Friday, February 8, 2013

An Amazing Picture of an Active Galaxy by the Hubble and an Amateur Astronomer




This past week, the scientists at the Space Telescope Science Institute released a remarkable picture, which combines Hubble images with those taken by advanced amateur astronomers on Earth, and I'm glad to be able to share it with you.   (Click on the picture to make it bigger.)

In the image, we're seeing the central part of an "active" or disturbed galaxy about 25 million light years away, with the catalog number M106.  You can see the yellow center of the galaxy, crowded with stars whose light blends together.  You can also see its great spiral arms of stars, gently curving away from that center.  They are outlined with blue stars and regions where gas is being heated by stars and glowing red.  Those arms go much further out than the boundaries of this picture.  

But what is especially interesting is that there are also great jets of glowing red gas, which are not part of the flat spiral structure of the galaxy.  Instead, they are at odd angles to the galaxy's disk.  What we are seeing there are great clouds of glowing hydrogen -- the most common element in all galaxies.  But what makes them glow so intensely?  Astronomers have good evidence that they are energized by radiation (not visible to the human eye) coming from a super-giant black hole at the center of the galaxy.  

Neither the black hole (somewhere in the middle of the yellow center) or its rays of energy are visible here.  But when those rays hit the gas that is the "raw material" of such galaxies, they make it glow with a fierce intensity.  

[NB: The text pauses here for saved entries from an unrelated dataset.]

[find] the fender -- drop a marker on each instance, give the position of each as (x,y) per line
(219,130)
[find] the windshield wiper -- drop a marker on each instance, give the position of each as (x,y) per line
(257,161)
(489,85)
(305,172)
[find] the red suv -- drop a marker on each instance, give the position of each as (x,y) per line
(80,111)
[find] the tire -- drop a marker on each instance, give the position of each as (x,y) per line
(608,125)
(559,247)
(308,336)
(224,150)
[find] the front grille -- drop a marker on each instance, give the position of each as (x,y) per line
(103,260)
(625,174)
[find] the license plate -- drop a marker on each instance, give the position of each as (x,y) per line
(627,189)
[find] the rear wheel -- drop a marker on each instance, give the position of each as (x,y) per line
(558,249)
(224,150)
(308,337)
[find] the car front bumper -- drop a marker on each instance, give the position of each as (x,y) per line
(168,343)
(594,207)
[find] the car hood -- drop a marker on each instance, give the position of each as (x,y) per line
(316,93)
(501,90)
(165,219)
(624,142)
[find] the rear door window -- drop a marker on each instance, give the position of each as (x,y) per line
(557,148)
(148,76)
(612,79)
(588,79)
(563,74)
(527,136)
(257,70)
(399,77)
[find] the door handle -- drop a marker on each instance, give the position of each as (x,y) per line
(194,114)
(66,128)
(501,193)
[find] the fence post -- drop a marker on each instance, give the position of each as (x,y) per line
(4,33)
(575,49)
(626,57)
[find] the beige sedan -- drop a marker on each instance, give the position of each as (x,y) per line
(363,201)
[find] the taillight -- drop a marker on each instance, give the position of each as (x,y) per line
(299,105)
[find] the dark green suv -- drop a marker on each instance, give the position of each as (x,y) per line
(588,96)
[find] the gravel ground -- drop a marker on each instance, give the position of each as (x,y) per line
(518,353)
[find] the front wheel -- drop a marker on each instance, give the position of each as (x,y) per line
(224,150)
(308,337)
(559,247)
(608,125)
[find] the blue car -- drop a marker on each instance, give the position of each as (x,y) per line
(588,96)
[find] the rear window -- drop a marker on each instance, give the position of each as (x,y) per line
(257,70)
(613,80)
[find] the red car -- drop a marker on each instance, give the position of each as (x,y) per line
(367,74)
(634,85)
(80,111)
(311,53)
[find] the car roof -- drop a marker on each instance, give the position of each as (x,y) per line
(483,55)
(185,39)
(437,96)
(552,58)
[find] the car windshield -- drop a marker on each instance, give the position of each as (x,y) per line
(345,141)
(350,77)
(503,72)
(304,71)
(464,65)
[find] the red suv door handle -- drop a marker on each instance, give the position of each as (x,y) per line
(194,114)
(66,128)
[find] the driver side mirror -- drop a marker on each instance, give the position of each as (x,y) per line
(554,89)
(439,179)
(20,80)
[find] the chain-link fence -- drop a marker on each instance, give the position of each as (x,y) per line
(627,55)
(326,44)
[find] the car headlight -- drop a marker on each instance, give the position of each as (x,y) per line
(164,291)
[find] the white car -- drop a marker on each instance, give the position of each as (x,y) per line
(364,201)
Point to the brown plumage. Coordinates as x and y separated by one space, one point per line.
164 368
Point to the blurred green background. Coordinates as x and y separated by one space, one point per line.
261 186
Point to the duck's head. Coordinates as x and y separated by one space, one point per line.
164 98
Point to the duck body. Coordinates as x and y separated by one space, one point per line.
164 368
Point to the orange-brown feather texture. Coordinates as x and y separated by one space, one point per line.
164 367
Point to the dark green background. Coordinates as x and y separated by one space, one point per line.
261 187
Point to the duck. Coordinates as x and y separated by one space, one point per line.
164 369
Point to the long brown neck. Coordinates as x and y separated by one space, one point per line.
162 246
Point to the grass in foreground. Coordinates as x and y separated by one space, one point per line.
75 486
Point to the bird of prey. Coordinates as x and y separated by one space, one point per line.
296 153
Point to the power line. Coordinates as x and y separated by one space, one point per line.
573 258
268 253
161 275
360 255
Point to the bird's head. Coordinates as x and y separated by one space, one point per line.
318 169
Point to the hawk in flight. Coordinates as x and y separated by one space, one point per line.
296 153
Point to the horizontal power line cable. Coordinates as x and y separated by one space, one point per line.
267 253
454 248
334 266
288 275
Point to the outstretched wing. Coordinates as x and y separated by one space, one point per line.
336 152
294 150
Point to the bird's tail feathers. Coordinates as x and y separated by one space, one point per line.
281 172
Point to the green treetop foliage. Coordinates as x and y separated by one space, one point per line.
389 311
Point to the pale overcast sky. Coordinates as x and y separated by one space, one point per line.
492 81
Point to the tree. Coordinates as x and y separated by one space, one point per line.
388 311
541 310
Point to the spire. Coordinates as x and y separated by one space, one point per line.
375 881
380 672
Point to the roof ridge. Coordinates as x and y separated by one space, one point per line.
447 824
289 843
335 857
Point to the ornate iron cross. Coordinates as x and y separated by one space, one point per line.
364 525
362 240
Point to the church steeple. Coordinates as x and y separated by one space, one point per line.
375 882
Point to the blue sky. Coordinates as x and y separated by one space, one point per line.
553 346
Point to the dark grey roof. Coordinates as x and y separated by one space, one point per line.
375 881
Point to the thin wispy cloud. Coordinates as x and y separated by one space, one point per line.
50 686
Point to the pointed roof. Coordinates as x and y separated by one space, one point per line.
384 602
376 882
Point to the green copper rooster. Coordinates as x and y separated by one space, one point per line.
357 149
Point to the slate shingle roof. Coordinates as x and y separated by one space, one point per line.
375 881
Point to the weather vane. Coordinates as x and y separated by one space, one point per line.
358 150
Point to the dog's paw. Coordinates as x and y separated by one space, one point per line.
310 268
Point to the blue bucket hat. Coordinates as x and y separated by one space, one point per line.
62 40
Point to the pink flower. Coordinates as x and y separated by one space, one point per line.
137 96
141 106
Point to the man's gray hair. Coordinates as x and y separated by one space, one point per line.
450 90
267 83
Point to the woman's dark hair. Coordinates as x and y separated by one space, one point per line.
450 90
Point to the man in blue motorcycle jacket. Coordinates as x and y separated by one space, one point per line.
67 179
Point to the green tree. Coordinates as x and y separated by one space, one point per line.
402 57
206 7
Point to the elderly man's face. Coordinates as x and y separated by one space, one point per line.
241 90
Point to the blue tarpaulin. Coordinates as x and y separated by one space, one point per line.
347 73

This beautiful photograph was assembled by an amateur astronomer, Robert Gendler, a doctor living on the East Coast, who has made astronomical photography his hobby and his passion.  It's quite a coup to have his photograph used and released by the Hubble scientists.  For more of Dr. Gendler's photos, see his web site at: http://www.robgendlerastropics.com/

If you want to learn some basic information about black holes, you can check out a little video of a 6-minute talk I gave about them at the SETI Institute: http://www.youtube.com/watch?v=7DX_cc-IjpY 

Amateur astrophotographer R. Jay Gabany also contributed to the image.  You can see his image (with less detail) but showing the whole galaxy and really emphasizing the gas excited by the black hole at:
http://apod.nasa.gov/apod/image/1103/lrg_ngc4258gabany.jpg 


4 comments:

  1. Anything likely left alive in that thing?